I also settled 1S and started building a worker and researching bronze. By the time the worker was out my warrior had found the Romans and Arabs just next door, giving me almost no room to expand, but a couple of very viable axe rush targets. Given the situation I abandoned my original plan of trying to use the CS slingshot, chopped up a settler without even building a covering warrior, and hoped I could get another warrior out before the barbs came a knocking.
This worked out, and I built a warrior, followed by barracks, another worker for a total of 2 and lots of axes in my 2 cities. Fog busters were completely unecessary in the sardine tin of a continent.
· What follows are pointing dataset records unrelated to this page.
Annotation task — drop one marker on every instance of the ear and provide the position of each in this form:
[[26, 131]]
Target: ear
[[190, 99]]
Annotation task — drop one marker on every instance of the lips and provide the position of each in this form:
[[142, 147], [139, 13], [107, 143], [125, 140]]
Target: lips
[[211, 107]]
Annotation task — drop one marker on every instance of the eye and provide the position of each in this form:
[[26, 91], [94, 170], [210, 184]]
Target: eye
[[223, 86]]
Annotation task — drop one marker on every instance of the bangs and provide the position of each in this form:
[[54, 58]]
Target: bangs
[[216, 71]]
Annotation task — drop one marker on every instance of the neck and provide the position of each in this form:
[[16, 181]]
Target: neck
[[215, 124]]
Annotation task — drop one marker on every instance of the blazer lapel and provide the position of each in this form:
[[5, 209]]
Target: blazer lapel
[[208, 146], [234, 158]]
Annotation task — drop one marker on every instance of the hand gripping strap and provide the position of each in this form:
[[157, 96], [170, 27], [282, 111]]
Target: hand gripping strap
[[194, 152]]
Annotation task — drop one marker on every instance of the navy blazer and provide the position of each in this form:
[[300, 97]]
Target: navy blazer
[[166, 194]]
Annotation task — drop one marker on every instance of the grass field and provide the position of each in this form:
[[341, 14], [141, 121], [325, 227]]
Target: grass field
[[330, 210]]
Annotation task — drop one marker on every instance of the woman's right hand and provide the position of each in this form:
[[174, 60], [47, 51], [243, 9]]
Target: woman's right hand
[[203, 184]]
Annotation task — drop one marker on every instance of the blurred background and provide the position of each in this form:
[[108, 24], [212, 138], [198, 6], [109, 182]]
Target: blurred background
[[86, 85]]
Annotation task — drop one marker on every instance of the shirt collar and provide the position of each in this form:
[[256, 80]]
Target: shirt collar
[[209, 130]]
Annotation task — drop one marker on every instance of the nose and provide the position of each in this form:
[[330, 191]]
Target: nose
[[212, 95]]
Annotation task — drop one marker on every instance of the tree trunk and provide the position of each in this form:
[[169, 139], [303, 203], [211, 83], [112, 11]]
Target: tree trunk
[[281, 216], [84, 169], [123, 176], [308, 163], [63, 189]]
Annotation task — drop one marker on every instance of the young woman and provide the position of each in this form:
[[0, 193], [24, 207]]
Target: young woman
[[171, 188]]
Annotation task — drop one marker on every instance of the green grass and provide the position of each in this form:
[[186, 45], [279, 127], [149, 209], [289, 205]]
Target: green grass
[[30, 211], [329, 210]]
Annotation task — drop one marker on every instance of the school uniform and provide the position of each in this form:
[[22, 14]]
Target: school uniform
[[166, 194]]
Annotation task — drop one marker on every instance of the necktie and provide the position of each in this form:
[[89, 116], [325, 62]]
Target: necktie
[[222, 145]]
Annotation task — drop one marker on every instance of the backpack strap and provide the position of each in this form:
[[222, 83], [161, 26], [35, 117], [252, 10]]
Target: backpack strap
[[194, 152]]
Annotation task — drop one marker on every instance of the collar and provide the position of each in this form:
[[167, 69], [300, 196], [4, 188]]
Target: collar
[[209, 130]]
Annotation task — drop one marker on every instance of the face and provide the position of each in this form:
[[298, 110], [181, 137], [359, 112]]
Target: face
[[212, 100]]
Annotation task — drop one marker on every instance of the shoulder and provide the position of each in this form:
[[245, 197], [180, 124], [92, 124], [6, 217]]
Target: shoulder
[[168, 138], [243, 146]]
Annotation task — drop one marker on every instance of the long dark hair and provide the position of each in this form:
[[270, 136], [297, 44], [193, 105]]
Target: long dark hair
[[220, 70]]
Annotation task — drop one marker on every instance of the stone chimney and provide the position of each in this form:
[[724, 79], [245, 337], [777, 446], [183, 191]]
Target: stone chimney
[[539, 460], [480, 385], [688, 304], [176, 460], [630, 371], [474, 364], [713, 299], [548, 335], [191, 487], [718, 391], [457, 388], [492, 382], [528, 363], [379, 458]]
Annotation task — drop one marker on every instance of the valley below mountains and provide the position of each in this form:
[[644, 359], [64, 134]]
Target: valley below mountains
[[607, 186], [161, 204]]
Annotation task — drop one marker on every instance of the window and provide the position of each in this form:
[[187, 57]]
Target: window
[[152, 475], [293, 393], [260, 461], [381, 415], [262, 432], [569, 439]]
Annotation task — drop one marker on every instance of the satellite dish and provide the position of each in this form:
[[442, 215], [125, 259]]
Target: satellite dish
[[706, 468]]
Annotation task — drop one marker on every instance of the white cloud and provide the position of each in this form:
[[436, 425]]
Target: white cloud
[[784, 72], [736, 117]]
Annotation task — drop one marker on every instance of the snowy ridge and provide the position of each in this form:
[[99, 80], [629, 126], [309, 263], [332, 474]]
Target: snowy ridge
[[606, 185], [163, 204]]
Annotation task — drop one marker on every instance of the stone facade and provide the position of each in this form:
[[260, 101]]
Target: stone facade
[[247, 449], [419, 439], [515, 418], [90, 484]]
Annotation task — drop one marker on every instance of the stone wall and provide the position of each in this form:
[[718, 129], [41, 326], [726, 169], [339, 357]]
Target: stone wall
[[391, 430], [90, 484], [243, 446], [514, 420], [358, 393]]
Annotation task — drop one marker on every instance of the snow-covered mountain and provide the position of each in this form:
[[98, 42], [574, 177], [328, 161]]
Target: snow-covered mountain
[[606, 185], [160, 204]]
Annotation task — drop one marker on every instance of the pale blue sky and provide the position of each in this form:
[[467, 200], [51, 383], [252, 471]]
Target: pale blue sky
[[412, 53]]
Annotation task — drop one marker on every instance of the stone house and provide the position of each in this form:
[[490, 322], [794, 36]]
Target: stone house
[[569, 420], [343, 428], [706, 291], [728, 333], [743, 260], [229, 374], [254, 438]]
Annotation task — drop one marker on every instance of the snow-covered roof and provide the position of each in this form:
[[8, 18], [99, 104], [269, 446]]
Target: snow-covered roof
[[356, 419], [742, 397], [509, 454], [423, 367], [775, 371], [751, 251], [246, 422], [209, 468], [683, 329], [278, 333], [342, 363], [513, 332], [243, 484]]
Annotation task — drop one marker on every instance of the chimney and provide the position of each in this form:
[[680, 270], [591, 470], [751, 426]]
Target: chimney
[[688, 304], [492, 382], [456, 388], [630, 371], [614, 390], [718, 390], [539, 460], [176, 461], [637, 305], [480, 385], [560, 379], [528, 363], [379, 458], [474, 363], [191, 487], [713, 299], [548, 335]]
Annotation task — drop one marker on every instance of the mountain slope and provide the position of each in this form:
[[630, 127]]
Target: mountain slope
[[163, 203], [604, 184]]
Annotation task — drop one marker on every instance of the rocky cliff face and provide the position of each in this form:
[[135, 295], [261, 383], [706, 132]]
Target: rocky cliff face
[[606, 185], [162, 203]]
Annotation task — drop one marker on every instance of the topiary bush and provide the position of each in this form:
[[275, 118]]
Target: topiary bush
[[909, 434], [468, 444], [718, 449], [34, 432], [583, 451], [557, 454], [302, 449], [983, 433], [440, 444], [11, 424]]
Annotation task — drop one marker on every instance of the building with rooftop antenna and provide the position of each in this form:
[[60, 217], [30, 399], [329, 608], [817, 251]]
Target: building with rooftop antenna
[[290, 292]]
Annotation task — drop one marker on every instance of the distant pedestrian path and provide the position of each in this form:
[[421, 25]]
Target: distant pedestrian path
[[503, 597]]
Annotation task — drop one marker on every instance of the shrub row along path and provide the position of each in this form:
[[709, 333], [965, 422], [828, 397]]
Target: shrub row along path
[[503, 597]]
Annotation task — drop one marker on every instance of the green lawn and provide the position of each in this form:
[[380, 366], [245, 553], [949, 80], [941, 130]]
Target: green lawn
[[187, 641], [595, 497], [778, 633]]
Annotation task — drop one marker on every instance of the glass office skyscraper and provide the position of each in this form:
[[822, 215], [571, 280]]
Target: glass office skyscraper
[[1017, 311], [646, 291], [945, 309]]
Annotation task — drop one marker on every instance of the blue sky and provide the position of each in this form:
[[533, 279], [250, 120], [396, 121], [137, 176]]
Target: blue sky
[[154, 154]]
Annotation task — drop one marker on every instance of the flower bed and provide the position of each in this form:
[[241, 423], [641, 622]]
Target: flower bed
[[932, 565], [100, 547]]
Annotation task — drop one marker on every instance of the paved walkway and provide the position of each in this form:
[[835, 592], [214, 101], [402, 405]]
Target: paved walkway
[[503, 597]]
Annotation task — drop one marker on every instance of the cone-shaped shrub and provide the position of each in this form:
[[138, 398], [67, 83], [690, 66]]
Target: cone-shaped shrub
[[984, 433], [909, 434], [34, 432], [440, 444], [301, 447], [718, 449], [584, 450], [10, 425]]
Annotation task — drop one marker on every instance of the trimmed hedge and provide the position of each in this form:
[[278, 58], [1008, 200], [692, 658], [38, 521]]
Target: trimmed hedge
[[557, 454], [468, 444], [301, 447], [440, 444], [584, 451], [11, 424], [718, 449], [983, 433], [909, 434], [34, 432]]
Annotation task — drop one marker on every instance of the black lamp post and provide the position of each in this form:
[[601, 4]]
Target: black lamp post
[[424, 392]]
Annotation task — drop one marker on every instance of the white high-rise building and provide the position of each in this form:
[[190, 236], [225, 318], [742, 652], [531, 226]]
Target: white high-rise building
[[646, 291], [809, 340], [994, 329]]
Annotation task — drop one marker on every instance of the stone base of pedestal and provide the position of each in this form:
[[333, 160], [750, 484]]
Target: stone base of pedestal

Scouting the Arabs revealed nasty defence, too much for my 10 odd axes to be sure of victory, so I sent a scout off to check the Romans out. By this time I'd got Iron working, and realized that:
1) The Roman's only had archers.
2) If I didn't take them out quickly I'd have praets to deal with as they were sitting on Iron.
I declared on Julie in about 700 BC and had finished him off taking 3 decent cities by 350 BC or so. The economy wasn't doing so well, but I managed to get monarchy around 200BC, and his former cities helped it considerably.
Tech wise I can't clearly remember, other than BW first, I think I went for animal husbandry and then up towards alphabet. I may have veered off to get bronze after that before finally grabbing monarchy a few turns after I should have in 200BC.
This was a good result, and I had a force ready to hit the arabs, who only had one worthwhile city where they'd built the Colussus and head toward domination, plus iron and horses. I was in monarchy with slavery and ready to conquer.
An interesting game...the tech pace is very slow because the terrain is so poor, and the boxed in start forced an early rush.